While Taiwan and China continue to have robust trade relations, diplomatic and people-to-people exchanges have curtailed dramatically since the onset of the COVID-19 pandemic. Taiwanese officials say that an average of roughly 580 civilian and other aircraft flights travel weekly between Taiwan and some 60 Chinese cities prior to pandemic lockdowns. During the period since the lockdowns began in early 2020, the number of flights has dropped to roughly 20 per week to just four Chinese cities.
While Taiwan has recently begun easing pandemic travel restrictions, China continues to impose widespread restrictions as part of its controversial “zero COVID” approach.
Despite the restrictions, however, Mr. Chiu said Beijing is engaged in subversive cyber and information operations against Taiwan.
“China is conducting all kinds of cognitive warfare against Taiwan, especially in terms of disinformation,” he said. “Their purpose is to obstruct Taiwan’s society, our democratic system and make people go against the government [in Taipei].”

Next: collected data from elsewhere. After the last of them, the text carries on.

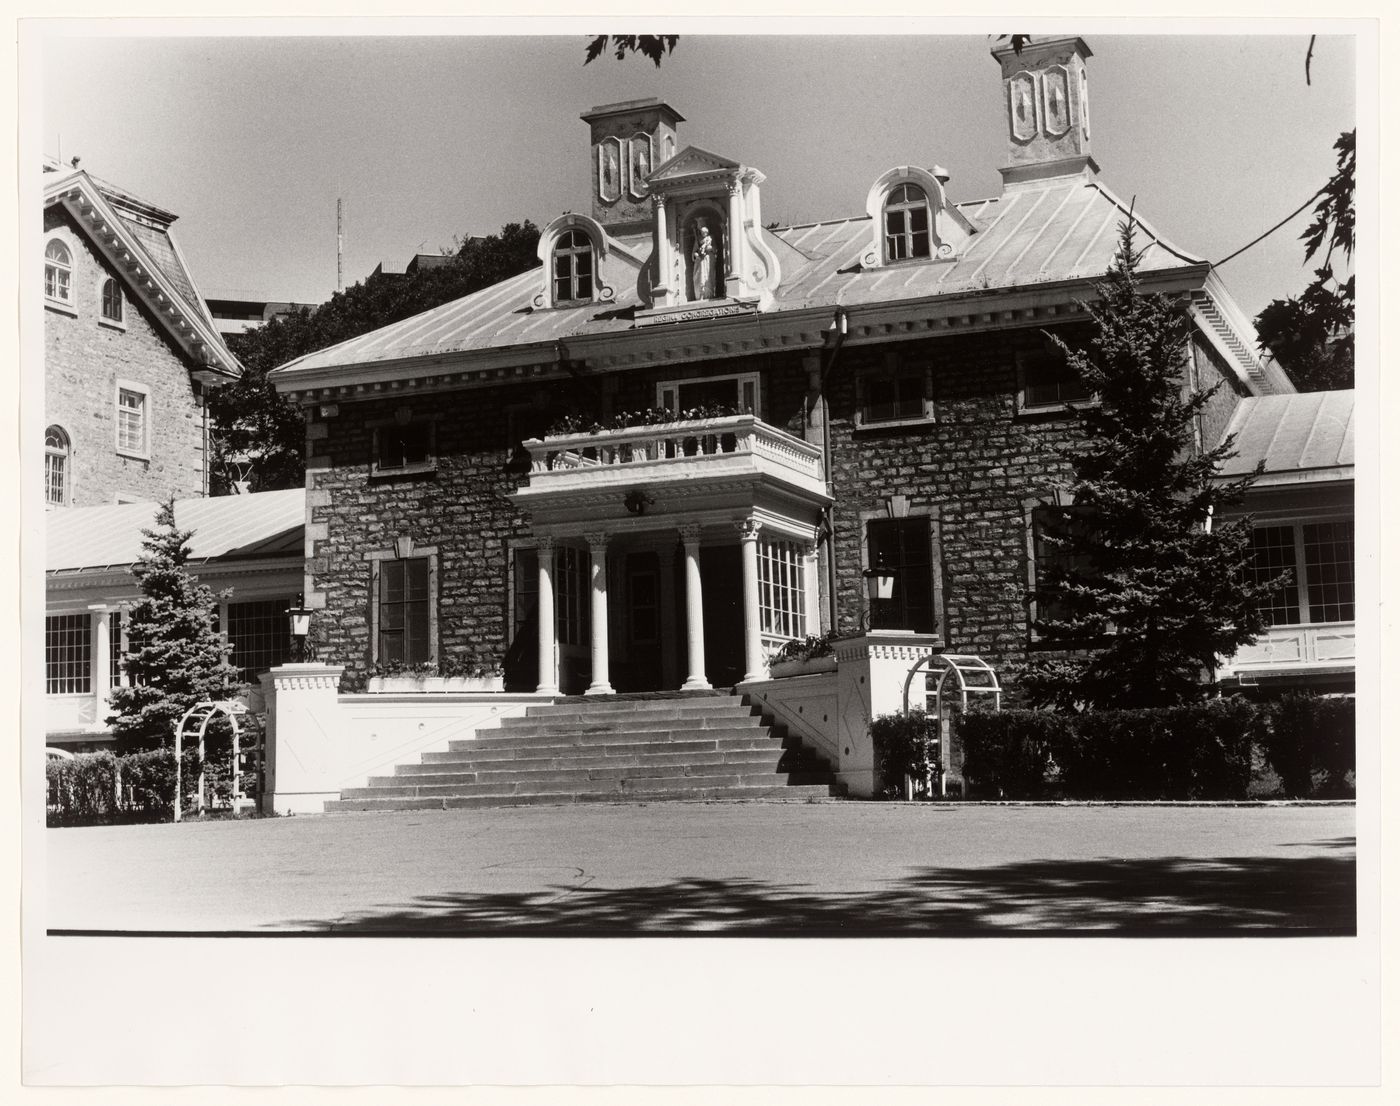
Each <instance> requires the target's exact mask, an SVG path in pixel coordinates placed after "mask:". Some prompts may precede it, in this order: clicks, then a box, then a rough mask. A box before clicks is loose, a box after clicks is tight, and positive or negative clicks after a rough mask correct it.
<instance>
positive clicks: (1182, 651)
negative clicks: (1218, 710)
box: [1021, 217, 1282, 710]
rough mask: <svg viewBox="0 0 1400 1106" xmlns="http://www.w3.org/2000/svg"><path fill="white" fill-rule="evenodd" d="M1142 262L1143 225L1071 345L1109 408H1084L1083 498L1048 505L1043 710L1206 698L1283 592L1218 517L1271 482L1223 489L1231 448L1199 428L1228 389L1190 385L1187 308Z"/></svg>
mask: <svg viewBox="0 0 1400 1106" xmlns="http://www.w3.org/2000/svg"><path fill="white" fill-rule="evenodd" d="M1137 263H1138V253H1137V252H1134V248H1133V224H1131V217H1130V220H1128V223H1126V224H1124V225H1123V228H1121V231H1120V239H1119V252H1117V255H1116V258H1114V262H1113V265H1112V266H1110V269H1109V272H1107V273H1106V276H1105V277H1103V280H1100V281H1099V283H1098V284H1096V291H1098V297H1099V298H1098V302H1095V304H1089V305H1088V311H1089V316H1091V321H1092V323H1093V336H1092V337H1091V339H1089V343H1088V346H1086V347H1085V349H1082V350H1071V349H1070V347H1067V346H1064V343H1063V342H1060V343H1058V344H1060V347H1061V350H1063V353H1064V354H1065V357H1067V358H1068V361H1070V364H1071V365H1072V367H1074V368H1075V370H1077V371H1078V372H1079V374H1081V377H1082V379H1084V381H1085V384H1086V385H1088V386H1089V389H1091V391H1092V392H1093V393H1095V395H1096V396H1098V403H1096V405H1092V406H1086V407H1084V409H1079V410H1078V412H1077V416H1078V419H1079V424H1081V431H1082V433H1081V434H1079V435H1078V437H1077V441H1075V444H1074V445H1071V447H1068V449H1067V461H1068V463H1070V468H1071V473H1072V484H1071V487H1070V491H1071V494H1070V496H1068V497H1067V498H1068V500H1071V501H1072V503H1071V504H1065V505H1061V507H1051V505H1049V504H1046V505H1044V507H1043V508H1042V511H1040V514H1042V517H1044V519H1046V525H1044V526H1043V531H1042V532H1043V539H1044V543H1046V545H1047V546H1049V547H1050V552H1051V554H1053V556H1051V557H1049V559H1047V560H1050V561H1051V563H1050V566H1049V567H1047V570H1046V571H1043V573H1042V575H1040V580H1039V581H1037V584H1039V585H1037V588H1036V601H1037V619H1036V629H1037V631H1039V636H1040V640H1042V643H1043V644H1044V645H1047V647H1049V650H1050V651H1046V652H1042V654H1039V655H1036V657H1033V658H1032V661H1030V662H1029V664H1028V665H1025V666H1023V671H1022V672H1021V686H1022V689H1023V690H1025V692H1026V693H1028V694H1029V697H1030V700H1032V701H1033V703H1036V704H1040V706H1044V704H1050V706H1056V707H1061V708H1070V710H1081V708H1088V710H1093V708H1107V707H1161V706H1170V704H1176V703H1184V701H1190V700H1193V699H1198V697H1201V696H1203V694H1204V693H1205V690H1207V685H1205V683H1204V678H1205V675H1207V673H1210V672H1211V671H1212V668H1214V664H1215V658H1217V657H1218V655H1231V654H1233V652H1235V651H1236V648H1239V647H1240V645H1242V644H1246V643H1249V641H1252V640H1253V638H1254V637H1256V636H1257V634H1259V633H1260V631H1261V630H1263V620H1261V616H1260V613H1259V612H1257V609H1256V603H1257V599H1259V596H1260V595H1261V594H1264V592H1268V591H1271V589H1273V588H1275V587H1278V585H1280V584H1281V582H1282V581H1271V582H1268V584H1264V585H1256V584H1252V582H1249V581H1247V580H1246V574H1245V568H1246V566H1247V561H1249V540H1250V522H1249V519H1247V518H1245V519H1236V521H1233V522H1222V521H1221V518H1219V511H1221V508H1222V507H1228V505H1231V504H1236V503H1239V501H1240V497H1242V496H1243V493H1245V490H1246V489H1247V487H1249V486H1250V484H1252V483H1253V480H1254V477H1256V476H1257V472H1256V473H1254V475H1252V476H1247V477H1245V479H1240V480H1233V482H1228V483H1215V482H1212V479H1211V477H1212V476H1215V473H1217V472H1218V470H1219V466H1221V463H1222V462H1224V461H1226V459H1229V458H1231V456H1233V438H1226V440H1225V441H1222V442H1221V444H1218V445H1215V447H1212V448H1197V445H1196V441H1194V427H1196V419H1197V414H1200V412H1201V410H1203V407H1204V406H1205V405H1207V402H1208V400H1210V398H1211V395H1214V391H1215V389H1211V391H1208V392H1200V391H1196V392H1189V391H1187V389H1186V388H1183V382H1182V374H1183V367H1184V364H1186V343H1187V340H1189V336H1190V322H1189V319H1187V315H1186V311H1184V305H1183V304H1182V302H1180V301H1179V300H1175V298H1169V297H1165V295H1155V294H1144V293H1140V291H1138V286H1137V277H1135V270H1137ZM1056 340H1057V342H1058V339H1056ZM1217 386H1218V385H1217Z"/></svg>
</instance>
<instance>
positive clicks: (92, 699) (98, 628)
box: [88, 603, 112, 724]
mask: <svg viewBox="0 0 1400 1106" xmlns="http://www.w3.org/2000/svg"><path fill="white" fill-rule="evenodd" d="M88 610H90V612H91V617H92V654H91V658H92V680H91V685H92V700H94V701H95V703H97V714H95V718H97V721H98V724H101V722H102V720H104V718H105V717H106V697H108V693H109V692H111V690H112V634H111V627H112V622H111V620H112V610H111V608H108V606H101V605H97V603H94V605H92V606H90V608H88Z"/></svg>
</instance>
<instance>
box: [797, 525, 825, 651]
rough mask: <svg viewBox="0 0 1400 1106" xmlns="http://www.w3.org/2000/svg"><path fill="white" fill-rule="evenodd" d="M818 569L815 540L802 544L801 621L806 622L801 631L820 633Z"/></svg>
mask: <svg viewBox="0 0 1400 1106" xmlns="http://www.w3.org/2000/svg"><path fill="white" fill-rule="evenodd" d="M820 578H822V577H820V570H819V567H818V563H816V542H808V543H806V545H805V546H802V622H805V623H806V626H805V627H804V630H802V633H805V634H813V636H816V634H820V633H822V592H820V587H819V585H820Z"/></svg>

Mr. Chiu went on to say that Taiwanese officials “would like to express our greatest appreciation to the U.S. people, Congress, government and think tanks for supporting Taiwan.”
“Taiwan is more than willing to contribute to the international world, but China is now isolating Taiwan,” he added. “We hope that the U.S. can continue to establish a stronger world-based order to prevent China from undermining the peace and stability of the world.”